Post-scriptum à ce billet sur la crise de l’IT : test Chatgpt3
Il est à noter que la version ChatGPT étant meilleure, c’est celle que j’ai choisie.
J’avais entendu cette histoire de porcelaine dans la nourriture pour bébés même si je n’ai pu en trouver trace dans les moteurs de recherche. Probablement une rumeur urbaine. Par contre, ce qui n’est pas une rumeur c’est que le robot va remplir la page bêtement en essayant de faire des phrases comme un étudiant idiot qui remplirait sa copie alors qu’il ne connaît pas son sujet.
La machine n’est pas capable — sauf si on lui apprend et ça arrivera sans doute plus vite qu’on croit — de « juger » la question. Elle ne fait qu’y répondre de manière statistique en racontant des histoires sans intérêt, mais justes (« la porcelaine est un matériau dur et cassant ») et se met à élucubrer sur une proposition idiote (« si votre bébé ingère accidentellement…).
Un humain aurait sans doute tapé en touche en entendant la question : « Question idiote, n’escomptez pas une réponse ! »
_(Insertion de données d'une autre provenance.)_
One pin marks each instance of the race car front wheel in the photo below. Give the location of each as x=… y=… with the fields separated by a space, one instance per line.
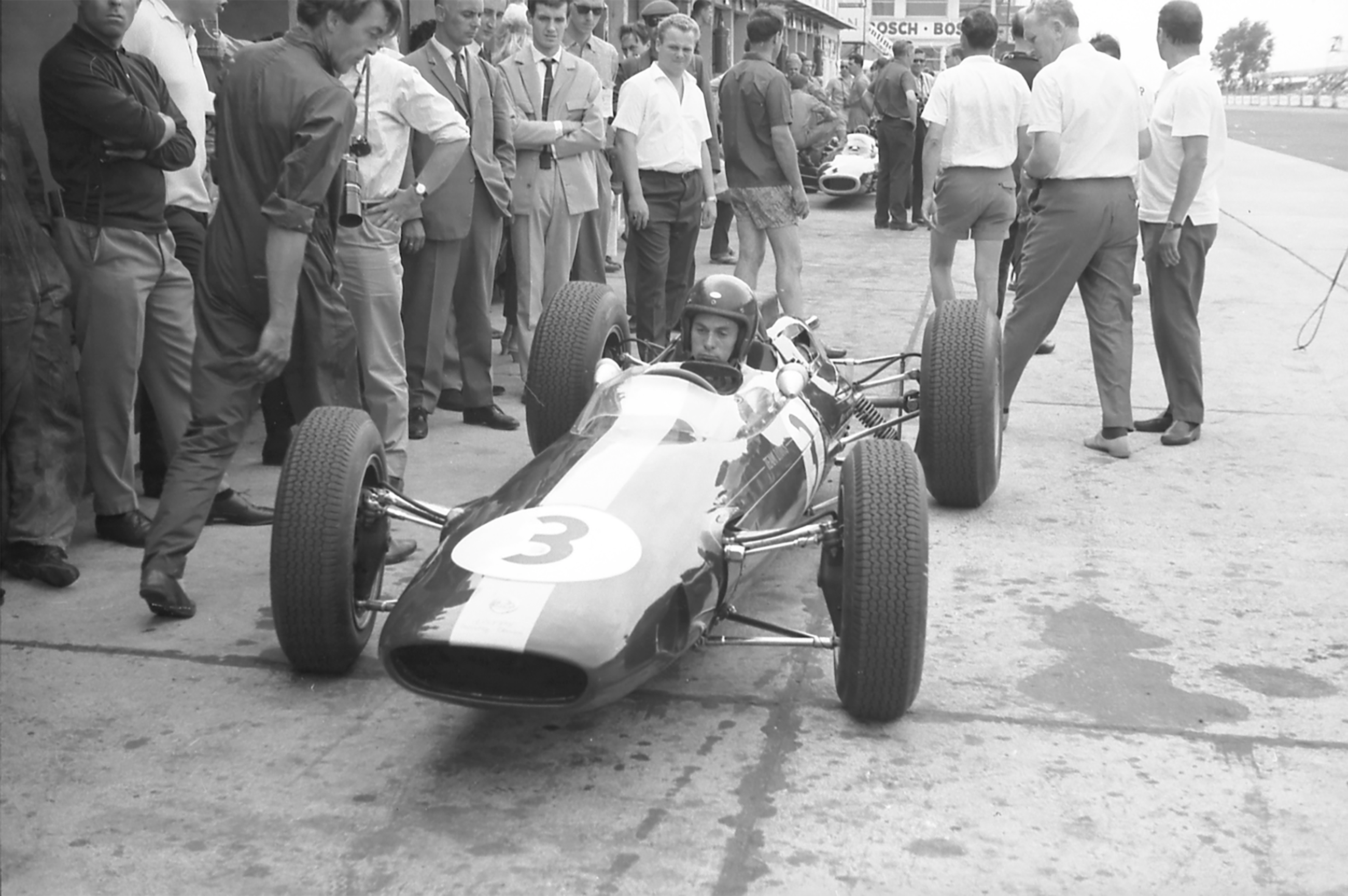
x=580 y=325
x=327 y=552
x=882 y=620
x=960 y=418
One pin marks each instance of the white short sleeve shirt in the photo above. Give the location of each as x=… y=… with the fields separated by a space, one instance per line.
x=1188 y=105
x=980 y=104
x=670 y=132
x=158 y=35
x=1092 y=100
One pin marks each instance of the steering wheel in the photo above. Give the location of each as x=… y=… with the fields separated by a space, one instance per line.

Par contre, croire que l’humain est systématiquement plus « intelligent » que la machine n’est pas vrai non plus. Nombre d’humains raisonnent comme des machines et ne voient pas bien plus loin que leur nez. Ce seront sans doute les premiers à disparaître au profit de ces robots statistiques.
Et si votre métier consiste juste à compiler des chiffres ou des données (et Dieu sait qu’il en existe de ces jobs d’OS du 21e siècle), vous pouvez commencer à trembler également. Même si, comme l’explique Alain, le changement n’arrivera pas demain mais au bout d’une longue période de maturation.